Students will be given a self-assessment with prompts to fill out about their work and progress in the workshops. They will also be asked to write a survey over their thoughts about their activities and what can be improved

Accommodations, Enrichments & Extensions

Students who may have difficulty with this lesson:
Accommodations can be made for students who have trouble holding or grasping materials by creating a sponge for them to put their brush or pencil inside of. Students who are hard of hearing may sit nearer to the instructors as well as sight impaired students. Presentations will have large font for people at the back to see clearly.
Advanced Learners: These students can discuss with the teacher about their ideas on how to hang the show or do research on group art shows on their phone.
Students who finish early: These students can make extra buttons or double check they have completed the work for the show.

References:

Duchamp, M. (1935-1941). Retrieved from https://www.moma.org/interactives/exhibitions/1999/muse/artist_pages/duchamp_boite.html.

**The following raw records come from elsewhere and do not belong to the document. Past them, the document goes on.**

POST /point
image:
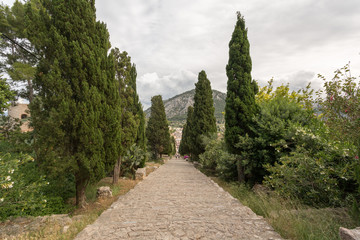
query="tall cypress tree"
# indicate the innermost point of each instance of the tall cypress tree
(186, 138)
(241, 89)
(76, 112)
(138, 111)
(124, 74)
(203, 122)
(157, 131)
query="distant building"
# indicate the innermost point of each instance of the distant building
(21, 111)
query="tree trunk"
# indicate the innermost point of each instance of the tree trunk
(117, 171)
(31, 90)
(240, 170)
(81, 184)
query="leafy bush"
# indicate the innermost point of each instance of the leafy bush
(217, 159)
(135, 158)
(279, 110)
(21, 191)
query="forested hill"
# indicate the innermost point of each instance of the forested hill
(176, 107)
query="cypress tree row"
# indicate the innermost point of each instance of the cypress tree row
(75, 115)
(203, 120)
(128, 119)
(241, 90)
(138, 111)
(185, 143)
(157, 131)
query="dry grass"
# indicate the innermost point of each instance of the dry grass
(81, 217)
(290, 218)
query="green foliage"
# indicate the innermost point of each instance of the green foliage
(339, 104)
(157, 131)
(173, 146)
(273, 127)
(186, 137)
(6, 95)
(76, 112)
(135, 158)
(128, 119)
(241, 89)
(217, 159)
(18, 63)
(203, 119)
(292, 219)
(21, 188)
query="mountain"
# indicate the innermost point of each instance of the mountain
(176, 107)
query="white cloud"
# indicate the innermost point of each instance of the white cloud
(151, 84)
(287, 38)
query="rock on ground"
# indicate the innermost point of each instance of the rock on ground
(349, 234)
(140, 174)
(178, 202)
(103, 192)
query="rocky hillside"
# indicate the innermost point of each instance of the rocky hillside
(176, 107)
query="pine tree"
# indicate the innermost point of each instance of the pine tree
(185, 143)
(204, 122)
(138, 111)
(76, 113)
(124, 74)
(241, 90)
(18, 63)
(157, 131)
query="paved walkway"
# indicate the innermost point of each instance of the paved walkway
(178, 202)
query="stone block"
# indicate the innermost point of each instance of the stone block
(140, 174)
(349, 234)
(104, 192)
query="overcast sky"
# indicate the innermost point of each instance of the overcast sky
(171, 41)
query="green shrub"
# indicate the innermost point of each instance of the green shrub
(217, 159)
(21, 188)
(135, 158)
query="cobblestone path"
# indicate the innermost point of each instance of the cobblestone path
(178, 202)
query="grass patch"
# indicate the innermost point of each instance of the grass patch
(80, 218)
(289, 218)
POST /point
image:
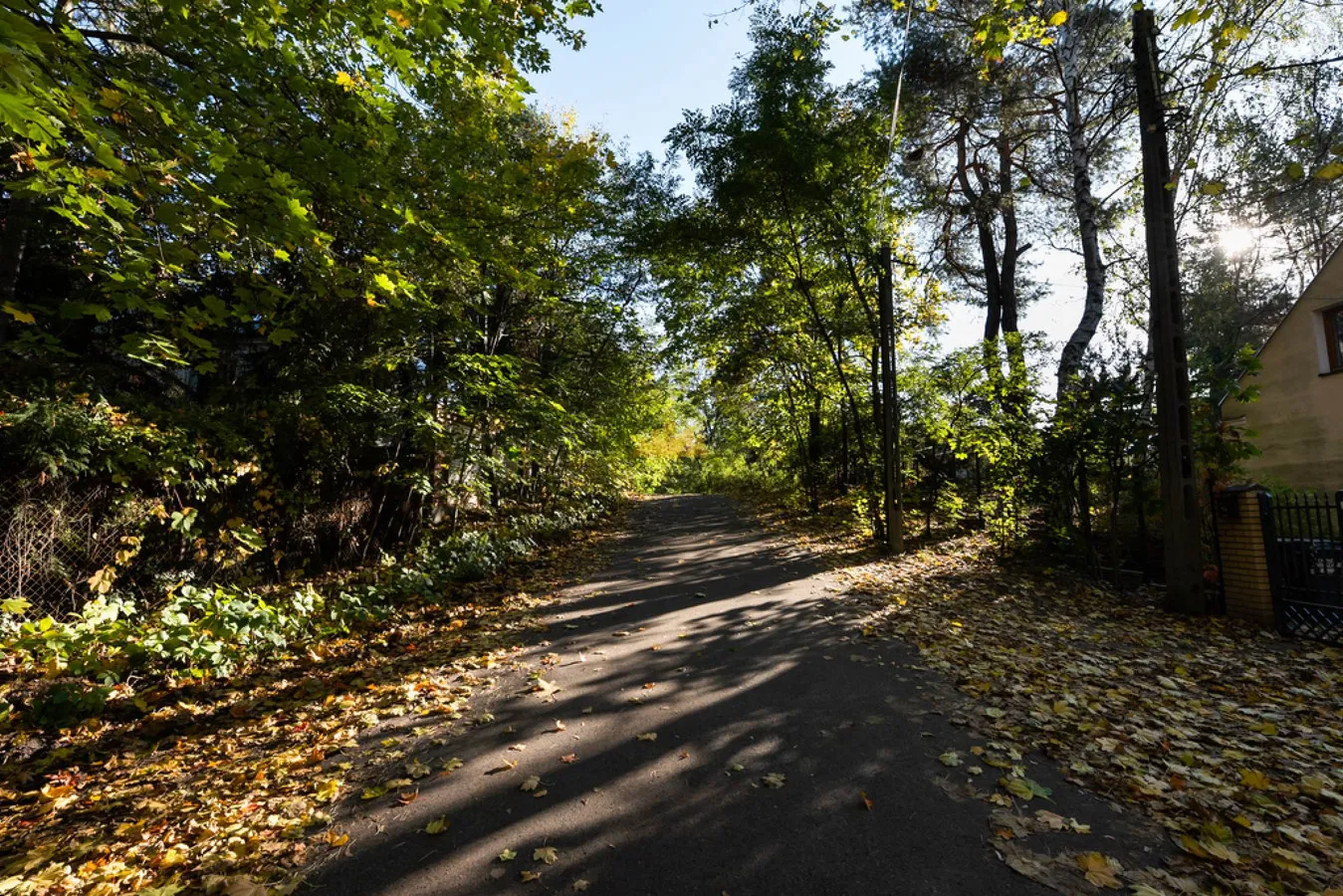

*Survey and Artist Statement are on the following pages.

Final Workshop Survey

Before you all leave us to pursue bigger and better things, we wanted to ask you a few questions about the time you spent here with us over the past few weeks. These are anonymous and you only need to answer what you want to answer, so feel free to tell us what you’re thinking! Feel free to draw the answers if you want as well!

  • What would you say was the most enjoyable part about coming to workshops?
  • Out of all the workshop activities which one had the biggest impact on your art?
  • If you could go back in time and change one thing about the activities you did, what would it be?
  • Did any of these activities offer challenges in art you haven’t faced before? Which ones if any?
  • What are some comments you want to give Max and Tessa?

________________________________________________________________________

Artist Statement by _______________________________________________

I like these artworks because _____________________________________________________________________________

I envisioned something new when I decided to add ________________________________________________________________

to my artwork.

I took advantage of an accident when I ____________________________________________________________________________

Describe why you chose to do the art you make. Who or what inspired you? What meanings do you see in your work?

When practicing your art gets difficult, what keeps you going?

 

Example of a Student’s Response:

An Artist Statement
I like these artworks because they show improvement as an artist.
I envisioned something new when I decided to add different mediums.
I took advantage of an accident when I accidentally made my clover look like a dandelion.

Who or what inspires you? What meanings do you see in your work?
My dreams inspired me, so it can be hard to tell meaning from it.
When practicing your art gets difficult, what keeps you going?
Going back to paper and pencil and doodling something small.

___________________________________________________________

Survey for Team Tessa!

Please rate the workshops on a scale of 1-5 & circle answer for each one:

5 = Extremely engaging & challenging
4= Very engaging & challenging
3= Somewhat engaging & challenging
2=Not very engaging or challenging
1=I didn’t like this very much.

Workshop #3 – Puzzling Over Memory

5                           4                           3                           2                           1

Comments/Why did you choose your number?

Workshop #5 – Playing with Identity in Shadows & Painting

5                           4                           3                           2                           1

Comments/Why did you choose your number?

Workshop #7 – Subverting Screen Printed Idioms

5                           4                           3                           2                           1

Comments/Why did you choose your number?

Additional comments for Tessa: How can I improve teaching kids at your age and higher ability levels? Other suggestions? I learned a lot from working with you folks, so thank you.